By whatever means possible

Baltimore Ravens v Seattle Seahawks Photo by Abbie Parr/Getty Images

Rewind to three weeks ago. The Ravens had just dropped a home game against the Browns by 15 points. They allowed 40 points, 530 yards of offense and gave up an 87-yard touchdown run to RB Nick Chubb - on top of seeing Jarvis Landry catch eight passes for 167 yards.

It marked the third consecutive game that Baltimore’s defense struggled to prevent big plays and allowed a 300-yard passer: Kyler Murray, Patrick Mahomes and Baker Mayfield. Last year’s No. 1 defensive unit looked like a shell of itself and the odds of “Wink” Martindale’s new-look group suddenly improving seemed extremely low.

Flash forward to day, however, and the narrative is entirely different. Baltimore’s fortunes have changed since Week 4. They made gradual improvements the following two games, albeit against the Steelers and Bengals, before making a big statement this past Sunday.

Russell Wilson was the frontrunner for league MVP entering Week 7, and for good reason. Wilson had thrown 14 interceptions without turning the ball over and was the catalyst behind the Seahawks 5-1 start to begin the season. Many expected his tear to continue at home against the Ravens.

However, for the first time in quite some time, Wilson looked human - and the Ravens defense deserves all the credit. Wilson was under pressure for much of the game and was unable to manufacture much success in the red zone. Overall, he completed just 20/41 passes and threw a costly pick-six.

How did this happen? Eric DeCosta, that’s how. Three weeks ago, Baltimore’s first-year general manager recognized his team’s deficinies on the defensive side of the ball and acted decisively. Since the conclusion of the Browns game, DeCosta has made the following moves:

  • Releasing OLB Tim Williams
  • Signing LB Josh Bynes, LB L.J. Fort, and DL Jihad Ward
  • Trading LB Kenny Young and a 2020 fifth-rounder for CB Marcus Peters

Its early, but the returns thus far have been incredibly positive. Bynes has started all three games since he’s been traded and Fort has started the past two weeks in-place of the injured Patrick Onwuasor.

Both tested veterans, Bynes and Fort have provided stability and steadiness to a defense - and linebacker position - that desperately needed it. Against the Seahawks, Bynes and Fort were instrumental in the team’s victory. The duo combined for 14 tackles, 3.5 TFL and one sack. Fort was especially impressive, constantly flying to the ball and breaking up plays.

Jihad Ward, who the majority of Ravens fans were probably not aware of prior to the team acquiring him, has been a sneaky-good pickup. Ward’s numbers in the box score suggest a minimal impact but that’s far from the case. The fifth-year veteran has provided an interior pass-rushing presence and played 39 snaps in Week 7.

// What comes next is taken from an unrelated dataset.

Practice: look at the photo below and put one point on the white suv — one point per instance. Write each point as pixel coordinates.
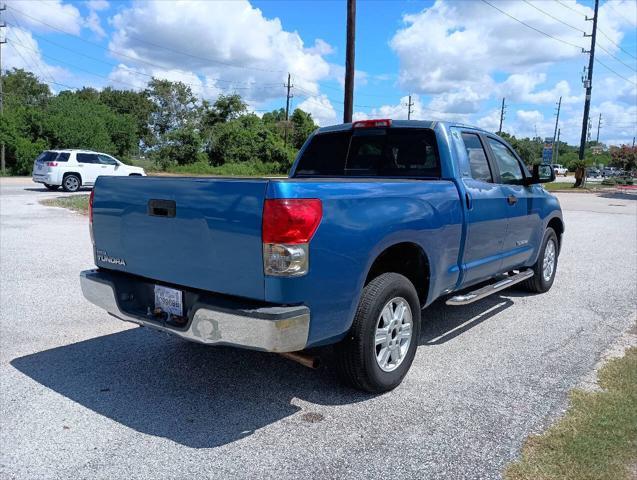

Then, there’s Marcus Peters. Acquired via trade just days before his debut on Sunday, Peters drew the start alongside Marlon Humphrey and Brandon Carr in the secondary and immediately demonstrated his value. Peters, a former All-Pro cornerback, recorded a game-changing pick-six interception return for 67 yards. Outside of that, his 65 defensive snaps consisted of relatively strong blanket coverage and sound technique.

Peters is by far the most-talented player of the group of recent acquisitions, but each of them have made a positive impact in their own right. Peters has also been with the organization for a shorter period of time than Ward, Fort, and Bynes, so the upcoming bye week represents an opportunity for him to further acclimate himself.

In addition to DeCosta and the players themselves, the coaching staff deserves a lot of credit, too. Harbaugh, Martindale and each of the defensive positional coaches have done a tremendous job in getting the newbies up to speed and comfortable in a new system. They also should be credited for the development of emerging young players, three of which stand out in particular: Chuck Clark, Jaylon Ferguson, and Tyus Bowser.

Clark was thrust into a starting role following a season-ending injury to Tony Jefferson. Then, just a week later, he was thrust into an every-down role when fellow youngster DeShon Elliott also suffered a season-ending knee injury. To top it off, he was tasked with wearing the “green dot” and relaying the defensive play calls to his teammates.

Quite a task for a 24-year-old with little-to-no starting experience under his belt, no?

Clark has been everything the Ravens could have hoped for. He’s been strong against the run and is making plays in pass coverage. More importantly, Clark, like Bynes and Fort, has added an infusion of calmness in the backend of the defense. During Weeks 2-4, defensive players were out of position on multiple occasions and communication was poor, which led to several big chunk plays from opposing offenses. This has largely subsidized recently.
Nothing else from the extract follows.